Initial research reports the benefits of DHEA supplements in managing the negative, depressive and anxious symptoms of schizophrenia. Some of the side effects that other drug treatments for schizophrenia cause may also be suppressed as a result.
In 1965, Lairy and colleagues noted a relative lack of stage 4 in the sleep of schizophrenic patients prone to delirium. In a more systematic study, Caldwell and Domino demonstrated a 50% reduction in stage 4 sleep in 25 schizophrenic patients who were not taking medication, compared to 10 medical students in a control group.
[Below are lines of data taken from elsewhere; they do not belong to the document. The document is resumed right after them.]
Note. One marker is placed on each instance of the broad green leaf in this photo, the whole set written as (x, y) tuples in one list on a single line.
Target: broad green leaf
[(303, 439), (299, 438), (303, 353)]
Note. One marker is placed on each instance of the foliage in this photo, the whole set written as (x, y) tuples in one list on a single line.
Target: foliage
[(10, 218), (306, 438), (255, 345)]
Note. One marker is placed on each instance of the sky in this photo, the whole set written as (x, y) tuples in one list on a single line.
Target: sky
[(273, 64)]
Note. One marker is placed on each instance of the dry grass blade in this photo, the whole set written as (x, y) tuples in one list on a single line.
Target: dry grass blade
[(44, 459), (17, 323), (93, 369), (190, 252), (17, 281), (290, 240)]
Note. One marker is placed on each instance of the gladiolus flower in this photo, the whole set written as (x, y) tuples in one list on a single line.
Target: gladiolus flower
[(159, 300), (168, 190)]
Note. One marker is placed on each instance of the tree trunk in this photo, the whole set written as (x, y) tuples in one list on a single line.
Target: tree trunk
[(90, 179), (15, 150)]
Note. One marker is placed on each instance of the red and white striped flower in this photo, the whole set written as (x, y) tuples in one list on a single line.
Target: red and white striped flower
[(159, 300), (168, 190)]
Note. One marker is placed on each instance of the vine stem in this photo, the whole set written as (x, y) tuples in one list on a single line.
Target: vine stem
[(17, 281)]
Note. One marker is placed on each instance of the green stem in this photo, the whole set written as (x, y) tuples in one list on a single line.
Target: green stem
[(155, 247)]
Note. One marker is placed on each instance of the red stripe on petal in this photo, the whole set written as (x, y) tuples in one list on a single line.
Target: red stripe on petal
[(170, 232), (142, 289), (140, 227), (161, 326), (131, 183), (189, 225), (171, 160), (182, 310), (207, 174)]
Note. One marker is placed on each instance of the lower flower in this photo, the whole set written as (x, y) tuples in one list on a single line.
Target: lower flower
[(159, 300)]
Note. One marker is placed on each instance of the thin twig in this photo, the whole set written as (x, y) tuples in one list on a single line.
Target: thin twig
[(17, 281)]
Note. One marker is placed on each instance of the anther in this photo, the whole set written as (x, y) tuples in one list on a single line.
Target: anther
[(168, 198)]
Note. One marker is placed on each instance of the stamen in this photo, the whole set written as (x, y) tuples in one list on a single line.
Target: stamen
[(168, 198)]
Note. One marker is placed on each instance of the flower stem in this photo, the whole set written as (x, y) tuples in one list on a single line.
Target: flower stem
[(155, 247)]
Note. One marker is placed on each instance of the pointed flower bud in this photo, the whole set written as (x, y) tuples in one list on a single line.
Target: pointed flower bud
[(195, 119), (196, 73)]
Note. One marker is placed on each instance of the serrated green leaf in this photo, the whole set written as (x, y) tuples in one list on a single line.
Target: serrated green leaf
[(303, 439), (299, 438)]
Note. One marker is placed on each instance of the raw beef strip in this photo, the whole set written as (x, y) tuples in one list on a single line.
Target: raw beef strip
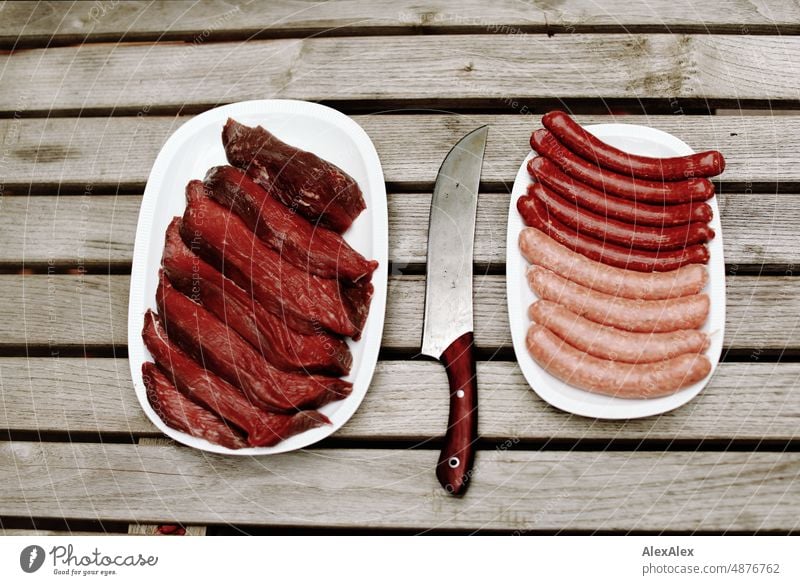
[(283, 347), (307, 303), (262, 428), (315, 249), (184, 415), (225, 353), (313, 187)]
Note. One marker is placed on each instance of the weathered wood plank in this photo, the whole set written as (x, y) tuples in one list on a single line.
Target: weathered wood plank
[(79, 232), (33, 532), (62, 311), (99, 231), (29, 24), (511, 490), (446, 70), (95, 155), (408, 401)]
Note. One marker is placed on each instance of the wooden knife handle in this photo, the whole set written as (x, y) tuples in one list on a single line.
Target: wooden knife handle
[(454, 469)]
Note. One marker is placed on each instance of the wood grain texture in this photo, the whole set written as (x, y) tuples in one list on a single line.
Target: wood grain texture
[(99, 230), (407, 401), (36, 24), (99, 155), (67, 312), (512, 490), (446, 70), (33, 532)]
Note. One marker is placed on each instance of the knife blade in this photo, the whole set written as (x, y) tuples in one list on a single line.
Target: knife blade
[(447, 330)]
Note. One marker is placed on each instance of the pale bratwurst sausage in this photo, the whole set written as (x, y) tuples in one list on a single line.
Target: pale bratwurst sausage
[(614, 344), (631, 315), (540, 249), (618, 379)]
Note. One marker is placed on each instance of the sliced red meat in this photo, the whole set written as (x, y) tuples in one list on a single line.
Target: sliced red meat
[(307, 303), (184, 415), (313, 248), (285, 348), (224, 352), (262, 428), (302, 181)]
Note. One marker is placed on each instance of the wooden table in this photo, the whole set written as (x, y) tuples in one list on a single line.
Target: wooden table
[(88, 94)]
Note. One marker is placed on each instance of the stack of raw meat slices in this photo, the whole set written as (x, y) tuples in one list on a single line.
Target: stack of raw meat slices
[(617, 247), (257, 293)]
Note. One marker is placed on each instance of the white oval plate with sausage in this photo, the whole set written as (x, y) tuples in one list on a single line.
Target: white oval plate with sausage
[(638, 140), (197, 146)]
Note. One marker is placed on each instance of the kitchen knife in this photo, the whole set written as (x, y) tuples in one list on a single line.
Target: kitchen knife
[(447, 328)]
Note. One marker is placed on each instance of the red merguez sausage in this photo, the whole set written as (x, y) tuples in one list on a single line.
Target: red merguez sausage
[(313, 187), (619, 208), (548, 145), (285, 348), (261, 427), (534, 214), (184, 415), (587, 145), (624, 234), (207, 338), (307, 303), (315, 249)]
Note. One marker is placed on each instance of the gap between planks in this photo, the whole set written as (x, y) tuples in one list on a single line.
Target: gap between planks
[(91, 400), (426, 71), (88, 156), (96, 234), (90, 312), (27, 25), (510, 490)]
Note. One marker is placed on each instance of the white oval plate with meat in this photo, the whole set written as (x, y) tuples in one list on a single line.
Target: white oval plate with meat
[(188, 154), (637, 140)]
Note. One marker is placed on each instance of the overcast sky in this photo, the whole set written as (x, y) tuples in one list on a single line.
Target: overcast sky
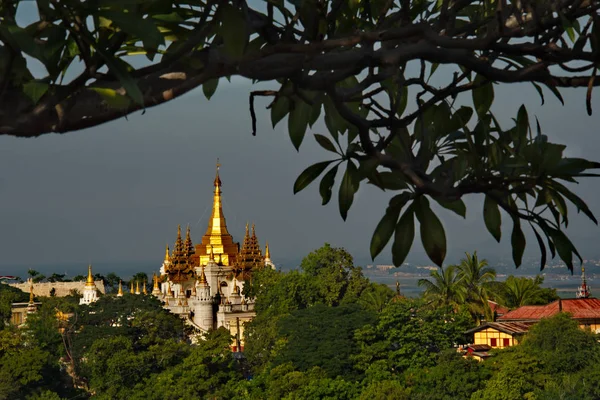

This finding has since been repeatedly confirmed in both acute and chronic schizophrenics, with precise age control as well as hospitalization control.
Individuals who are deficient in DHEA should take treatment to increase the concentration. Schizophrenics are more likely to have significantly lower than average DHEA levels. It is known that nicotine significantly increases the concentration of DHEA sulphate (DHEAS) which is the body's reserve form of DHEA. Tobacco use was measured in 360 patients in a US hospital and was compared according to sex and pathology (schizophrenics versus non-schizophrenics). The overall frequency of tobacco use was 79% (284 patients). Schizophrenic men were the most likely to smoke, followed by non-schizophrenic men, then schizophrenic women, and finally non-schizophrenic women. After controlling for other variables, it appears that schizophrenia increases the probability of being both a smoker and a heavy smoker. It has been found that schizophrenic patients who smoke are prone to the onset of psychiatric disorders at a much younger age than non-smoking patients.